Depends what you need the model to do. The recent granite4.1:3b just takes 2GB o...

aftbit · 2026-06-16T20:08:38 1781640518

Yeah it 100% depends what you want the model to do. Some tasks, like extraction, summarization, or simple tool calling (e.g. "turn on my desk lamp") are very doable with tiny models. Others, like coding or more advanced agentic workflows can demand much more powerful models. I was thinking from the lens of coding or running _big_ data extraction pipelines (think ~8 billion pages).

EagnaIonat · 2026-06-17T05:10:49 1781673049

> thers, like coding or more advanced agentic workflows can demand much more powerful models.

You can do coding and agentic fine. For coding I use qwen3.6:35b-mlx and agentic granite4.1:3b works fine.

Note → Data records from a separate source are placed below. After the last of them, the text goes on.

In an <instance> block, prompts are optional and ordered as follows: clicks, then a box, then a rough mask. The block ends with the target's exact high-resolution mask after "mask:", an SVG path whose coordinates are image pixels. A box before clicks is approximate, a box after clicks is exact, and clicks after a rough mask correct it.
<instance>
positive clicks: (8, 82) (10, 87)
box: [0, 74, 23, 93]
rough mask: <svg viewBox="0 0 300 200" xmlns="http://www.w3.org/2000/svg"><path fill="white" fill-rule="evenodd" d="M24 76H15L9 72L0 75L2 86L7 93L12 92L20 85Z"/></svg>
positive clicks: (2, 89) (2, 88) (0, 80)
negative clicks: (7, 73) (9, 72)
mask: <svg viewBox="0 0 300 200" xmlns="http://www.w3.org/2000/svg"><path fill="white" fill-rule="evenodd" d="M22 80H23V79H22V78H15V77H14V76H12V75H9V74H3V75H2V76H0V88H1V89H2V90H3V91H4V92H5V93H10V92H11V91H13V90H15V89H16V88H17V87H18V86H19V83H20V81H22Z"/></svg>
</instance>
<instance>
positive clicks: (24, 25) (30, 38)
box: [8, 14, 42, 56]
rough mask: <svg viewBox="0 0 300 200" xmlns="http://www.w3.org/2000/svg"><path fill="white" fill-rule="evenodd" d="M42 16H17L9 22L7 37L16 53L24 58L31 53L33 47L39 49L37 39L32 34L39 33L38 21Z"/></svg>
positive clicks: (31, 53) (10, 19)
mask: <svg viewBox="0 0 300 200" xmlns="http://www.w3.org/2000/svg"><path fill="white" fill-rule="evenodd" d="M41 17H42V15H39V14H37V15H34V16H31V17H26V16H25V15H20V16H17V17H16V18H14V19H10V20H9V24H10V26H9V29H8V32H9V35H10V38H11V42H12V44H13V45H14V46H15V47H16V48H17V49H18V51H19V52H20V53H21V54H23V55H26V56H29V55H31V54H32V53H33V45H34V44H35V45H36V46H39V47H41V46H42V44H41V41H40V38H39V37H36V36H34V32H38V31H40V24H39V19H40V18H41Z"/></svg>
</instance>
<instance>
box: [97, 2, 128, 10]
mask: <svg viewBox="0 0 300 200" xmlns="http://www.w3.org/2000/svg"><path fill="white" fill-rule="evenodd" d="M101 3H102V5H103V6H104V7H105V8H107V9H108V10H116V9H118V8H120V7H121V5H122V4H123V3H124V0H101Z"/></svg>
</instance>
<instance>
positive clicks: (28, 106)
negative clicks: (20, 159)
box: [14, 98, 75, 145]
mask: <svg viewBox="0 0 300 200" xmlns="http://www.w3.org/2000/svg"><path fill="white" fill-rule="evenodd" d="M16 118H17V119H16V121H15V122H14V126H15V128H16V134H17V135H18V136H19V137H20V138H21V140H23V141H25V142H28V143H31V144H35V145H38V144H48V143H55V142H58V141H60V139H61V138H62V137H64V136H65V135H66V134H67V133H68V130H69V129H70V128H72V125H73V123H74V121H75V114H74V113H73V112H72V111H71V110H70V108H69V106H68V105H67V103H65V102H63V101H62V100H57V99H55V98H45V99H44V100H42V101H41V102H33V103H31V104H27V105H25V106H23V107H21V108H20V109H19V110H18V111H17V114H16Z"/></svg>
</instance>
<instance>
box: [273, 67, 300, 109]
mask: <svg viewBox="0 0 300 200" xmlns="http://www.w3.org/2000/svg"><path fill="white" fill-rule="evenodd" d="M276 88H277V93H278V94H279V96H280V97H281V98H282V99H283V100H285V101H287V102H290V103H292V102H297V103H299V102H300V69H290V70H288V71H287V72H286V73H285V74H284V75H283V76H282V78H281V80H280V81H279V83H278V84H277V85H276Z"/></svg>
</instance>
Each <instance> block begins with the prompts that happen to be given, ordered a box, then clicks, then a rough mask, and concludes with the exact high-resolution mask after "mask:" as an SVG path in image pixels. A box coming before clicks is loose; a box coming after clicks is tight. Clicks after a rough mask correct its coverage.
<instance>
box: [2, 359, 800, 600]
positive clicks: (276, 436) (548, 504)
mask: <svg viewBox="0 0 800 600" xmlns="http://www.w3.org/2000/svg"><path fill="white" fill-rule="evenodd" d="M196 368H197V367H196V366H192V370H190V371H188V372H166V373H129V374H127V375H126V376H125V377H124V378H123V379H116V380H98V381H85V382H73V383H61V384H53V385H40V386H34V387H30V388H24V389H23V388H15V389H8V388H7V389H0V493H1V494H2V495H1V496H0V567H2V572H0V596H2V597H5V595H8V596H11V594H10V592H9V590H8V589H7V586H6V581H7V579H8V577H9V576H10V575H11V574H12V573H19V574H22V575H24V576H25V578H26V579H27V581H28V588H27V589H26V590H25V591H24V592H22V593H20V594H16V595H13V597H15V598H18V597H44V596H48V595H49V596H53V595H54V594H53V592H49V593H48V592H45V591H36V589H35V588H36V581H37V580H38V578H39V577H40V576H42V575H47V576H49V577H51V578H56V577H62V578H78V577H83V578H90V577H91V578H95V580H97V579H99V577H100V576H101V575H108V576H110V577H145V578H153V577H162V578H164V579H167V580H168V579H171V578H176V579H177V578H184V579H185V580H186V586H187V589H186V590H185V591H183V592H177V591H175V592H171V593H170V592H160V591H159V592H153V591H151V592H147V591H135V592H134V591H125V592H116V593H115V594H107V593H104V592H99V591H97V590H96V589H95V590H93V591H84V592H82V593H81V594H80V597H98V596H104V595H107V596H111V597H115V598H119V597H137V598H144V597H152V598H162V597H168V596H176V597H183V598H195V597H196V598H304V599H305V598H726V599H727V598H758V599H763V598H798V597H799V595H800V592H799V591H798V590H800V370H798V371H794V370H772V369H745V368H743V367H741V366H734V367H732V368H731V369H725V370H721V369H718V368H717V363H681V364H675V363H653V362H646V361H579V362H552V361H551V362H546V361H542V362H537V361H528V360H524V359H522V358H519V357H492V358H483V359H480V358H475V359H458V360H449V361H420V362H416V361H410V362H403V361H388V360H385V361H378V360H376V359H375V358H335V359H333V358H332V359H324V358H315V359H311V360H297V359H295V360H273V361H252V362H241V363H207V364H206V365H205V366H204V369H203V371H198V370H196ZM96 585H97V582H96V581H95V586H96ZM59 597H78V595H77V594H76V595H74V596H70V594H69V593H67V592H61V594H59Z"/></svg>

These are the models I use.

- granite4.1:3b

- granite4.1:30b

- gpt-oss:20b

- gpt-oss:120b (less so now)

- mistral-small3.2

- qwen3.6:35b-mlx

There will always be use cases that don't sit on your laptop, but most of what can be done can be done locally, it just requires a good framework to sit on it.

packetlost · 2026-06-17T15:08:52 1781708932

Why do you like gpt-oss-120b less now? What replaced it?

aftbit · 2026-06-17T22:59:45 1781737185

It's very likely to hallucinate. I'm mostly using Gemma 4 31B now when I need something offline. It is a very strong model for its size.